In the show’s most baffling creative decision, much of the storytelling is devoted to Will’s secret Catholicism. By the third episode, “Will” routinely cuts from the main action to show yet another Catholic being gruesomely tortured by Topcliffe (Ewen Bremner), a professional persecutor for the Queen. The show cuts away from him only to return to Will clutching his rosary while haunted by the ghost of his father. (His father, like Hamlet’s, is a bit of a pill, always yammering on about duty.) It’s hard to square Will’s teeth-gnashing sense of Catholic duty with the freewheeling theater kid he is otherwise.
There are moments of surprisingly nimble comedy — like when Alice has to meet with a potential suitor and his nearly-deaf mother has to shout her advice about fertility across the room, or when Richard learns exactly one line of acting advice and starts using it as a pick-up line. There are also scenes of truly poignant tragedy, such as when a young street rat with a mullet (Lukas Rolfe) has to hide under his sister’s bed while she services a john. But it is bogged down by torture, ghosts, secret congregations, sex parties, and improbable fashion, making for a herky-jerky tonal trip through an unfamiliar time.
All this material is part of the effort to show where Shakespeare got the material to become Shakespeare, and some of it, at least, is quite valid.
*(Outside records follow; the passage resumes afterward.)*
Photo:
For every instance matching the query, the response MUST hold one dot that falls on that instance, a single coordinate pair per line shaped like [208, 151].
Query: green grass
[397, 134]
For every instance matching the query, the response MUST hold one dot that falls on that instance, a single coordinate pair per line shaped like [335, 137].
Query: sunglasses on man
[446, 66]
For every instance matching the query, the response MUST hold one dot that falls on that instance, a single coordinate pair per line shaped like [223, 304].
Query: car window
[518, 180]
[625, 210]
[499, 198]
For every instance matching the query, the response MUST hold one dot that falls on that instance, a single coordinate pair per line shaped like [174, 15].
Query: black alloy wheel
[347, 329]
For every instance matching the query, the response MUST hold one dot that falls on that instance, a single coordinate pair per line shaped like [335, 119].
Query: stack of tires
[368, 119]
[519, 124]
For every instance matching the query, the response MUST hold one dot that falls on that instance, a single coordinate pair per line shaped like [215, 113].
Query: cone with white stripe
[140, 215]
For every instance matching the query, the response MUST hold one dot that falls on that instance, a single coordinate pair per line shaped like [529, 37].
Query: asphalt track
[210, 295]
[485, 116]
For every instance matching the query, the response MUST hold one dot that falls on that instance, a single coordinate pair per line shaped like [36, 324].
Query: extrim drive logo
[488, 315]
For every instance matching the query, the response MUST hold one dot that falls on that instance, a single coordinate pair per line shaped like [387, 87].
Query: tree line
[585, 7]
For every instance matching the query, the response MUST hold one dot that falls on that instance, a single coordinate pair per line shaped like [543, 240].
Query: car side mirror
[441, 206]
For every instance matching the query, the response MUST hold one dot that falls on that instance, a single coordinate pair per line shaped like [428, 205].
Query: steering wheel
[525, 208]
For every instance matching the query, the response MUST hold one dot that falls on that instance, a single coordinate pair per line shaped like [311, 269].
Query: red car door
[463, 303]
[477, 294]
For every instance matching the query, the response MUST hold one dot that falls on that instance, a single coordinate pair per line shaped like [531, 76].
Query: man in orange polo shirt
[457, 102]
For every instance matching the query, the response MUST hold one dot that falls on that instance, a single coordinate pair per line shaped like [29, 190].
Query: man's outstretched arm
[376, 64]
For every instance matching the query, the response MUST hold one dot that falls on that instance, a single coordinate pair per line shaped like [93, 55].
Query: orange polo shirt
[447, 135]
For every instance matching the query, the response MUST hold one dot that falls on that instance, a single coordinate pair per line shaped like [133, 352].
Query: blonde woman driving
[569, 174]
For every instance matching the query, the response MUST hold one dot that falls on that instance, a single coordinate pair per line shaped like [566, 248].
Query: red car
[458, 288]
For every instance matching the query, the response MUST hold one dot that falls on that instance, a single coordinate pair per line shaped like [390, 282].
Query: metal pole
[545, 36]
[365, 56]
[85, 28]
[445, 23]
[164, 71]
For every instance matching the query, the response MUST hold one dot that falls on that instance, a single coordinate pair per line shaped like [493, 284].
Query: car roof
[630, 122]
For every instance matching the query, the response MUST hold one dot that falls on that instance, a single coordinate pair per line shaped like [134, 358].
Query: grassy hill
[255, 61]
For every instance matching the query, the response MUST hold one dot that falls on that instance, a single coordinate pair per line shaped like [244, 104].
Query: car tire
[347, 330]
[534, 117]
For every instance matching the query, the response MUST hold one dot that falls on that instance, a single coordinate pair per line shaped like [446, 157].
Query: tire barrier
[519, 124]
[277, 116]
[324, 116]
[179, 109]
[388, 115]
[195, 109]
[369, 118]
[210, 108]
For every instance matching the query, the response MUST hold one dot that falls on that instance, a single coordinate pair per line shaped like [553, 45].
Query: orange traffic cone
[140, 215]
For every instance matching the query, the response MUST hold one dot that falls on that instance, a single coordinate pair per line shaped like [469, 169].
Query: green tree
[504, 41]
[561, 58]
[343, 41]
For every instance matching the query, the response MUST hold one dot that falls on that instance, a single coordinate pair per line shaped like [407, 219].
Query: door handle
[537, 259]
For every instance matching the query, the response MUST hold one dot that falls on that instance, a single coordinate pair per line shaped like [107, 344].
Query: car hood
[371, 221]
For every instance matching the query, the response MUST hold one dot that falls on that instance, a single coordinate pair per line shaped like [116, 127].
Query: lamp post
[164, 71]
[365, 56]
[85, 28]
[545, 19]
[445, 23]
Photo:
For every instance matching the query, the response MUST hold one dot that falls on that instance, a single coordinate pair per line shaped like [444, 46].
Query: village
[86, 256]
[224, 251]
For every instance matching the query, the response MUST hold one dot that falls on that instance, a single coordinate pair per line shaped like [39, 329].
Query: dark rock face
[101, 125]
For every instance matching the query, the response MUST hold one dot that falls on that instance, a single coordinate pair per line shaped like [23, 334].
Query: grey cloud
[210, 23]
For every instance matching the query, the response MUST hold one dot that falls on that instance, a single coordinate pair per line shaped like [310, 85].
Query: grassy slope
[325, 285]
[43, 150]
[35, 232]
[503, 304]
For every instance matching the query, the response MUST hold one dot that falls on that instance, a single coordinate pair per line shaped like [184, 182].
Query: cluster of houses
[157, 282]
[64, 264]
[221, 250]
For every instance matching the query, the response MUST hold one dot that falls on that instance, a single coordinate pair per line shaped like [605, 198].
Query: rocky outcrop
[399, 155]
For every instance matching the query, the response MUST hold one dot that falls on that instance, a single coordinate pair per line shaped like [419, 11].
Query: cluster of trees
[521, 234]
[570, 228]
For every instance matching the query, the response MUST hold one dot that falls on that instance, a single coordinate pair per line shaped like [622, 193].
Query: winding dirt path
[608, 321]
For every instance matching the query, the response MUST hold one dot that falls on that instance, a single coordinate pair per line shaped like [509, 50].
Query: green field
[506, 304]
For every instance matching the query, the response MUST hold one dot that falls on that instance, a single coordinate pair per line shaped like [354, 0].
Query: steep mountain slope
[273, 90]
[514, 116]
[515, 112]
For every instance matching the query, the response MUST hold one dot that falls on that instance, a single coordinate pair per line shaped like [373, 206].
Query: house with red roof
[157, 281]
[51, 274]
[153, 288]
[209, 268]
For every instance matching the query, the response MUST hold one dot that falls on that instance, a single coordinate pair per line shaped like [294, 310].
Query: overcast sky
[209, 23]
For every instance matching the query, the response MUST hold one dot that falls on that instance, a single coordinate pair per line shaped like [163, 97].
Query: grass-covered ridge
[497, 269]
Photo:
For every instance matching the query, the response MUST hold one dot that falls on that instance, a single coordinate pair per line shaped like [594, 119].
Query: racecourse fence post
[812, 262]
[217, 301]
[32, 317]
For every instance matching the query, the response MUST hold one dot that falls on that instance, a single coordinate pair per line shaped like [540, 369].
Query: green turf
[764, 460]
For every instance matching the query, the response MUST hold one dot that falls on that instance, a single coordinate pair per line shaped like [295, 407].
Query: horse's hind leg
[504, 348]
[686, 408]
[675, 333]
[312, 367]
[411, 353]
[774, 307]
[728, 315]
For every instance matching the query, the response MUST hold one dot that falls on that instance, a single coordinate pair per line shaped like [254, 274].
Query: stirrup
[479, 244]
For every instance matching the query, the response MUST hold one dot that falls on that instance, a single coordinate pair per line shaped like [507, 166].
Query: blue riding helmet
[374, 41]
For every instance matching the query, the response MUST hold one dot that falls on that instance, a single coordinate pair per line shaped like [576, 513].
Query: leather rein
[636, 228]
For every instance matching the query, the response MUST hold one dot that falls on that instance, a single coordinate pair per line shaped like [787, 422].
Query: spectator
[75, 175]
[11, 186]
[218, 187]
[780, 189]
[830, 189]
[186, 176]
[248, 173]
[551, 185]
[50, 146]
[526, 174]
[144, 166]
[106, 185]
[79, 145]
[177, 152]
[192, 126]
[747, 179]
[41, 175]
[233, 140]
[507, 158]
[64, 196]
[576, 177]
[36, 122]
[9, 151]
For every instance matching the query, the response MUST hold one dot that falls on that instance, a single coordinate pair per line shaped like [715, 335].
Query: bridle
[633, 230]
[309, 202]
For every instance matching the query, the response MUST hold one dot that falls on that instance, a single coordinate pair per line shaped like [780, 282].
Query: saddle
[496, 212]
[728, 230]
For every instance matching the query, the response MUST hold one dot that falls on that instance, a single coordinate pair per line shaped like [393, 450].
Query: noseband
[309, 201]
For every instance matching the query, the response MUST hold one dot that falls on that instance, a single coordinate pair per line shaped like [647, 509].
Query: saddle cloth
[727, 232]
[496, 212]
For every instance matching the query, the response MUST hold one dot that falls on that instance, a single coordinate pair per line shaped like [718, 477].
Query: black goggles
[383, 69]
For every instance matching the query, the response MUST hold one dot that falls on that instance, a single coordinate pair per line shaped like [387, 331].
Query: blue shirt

But Shakespeare the man wasn’t a romantic combination of all of his heroes’ and villains’ plotlines, nor was his life composed of the atmospheres of each of his comedies and tragedies. Like all our great writers, he was above all else an incisive observer of human nature. But our Will, like “Will,” is a bit naive and artless, which only serves to make the flashes of brilliant poetry seem terribly out of place. Lead Davidson, to his credit, plays every note of his character with sincere intensity, and he certainly looks the part of the visionary young poet. But it frequently seems as if the show is convinced it is telling us something new and vital, when it has in fact taken Joseph Fiennes’ lovelorn Will Shakespeare, added Catholic guilt and sex parties, and plopped it into a never-ending punk concert. “Will” could stand to relax a little; it might find it has more fun that way.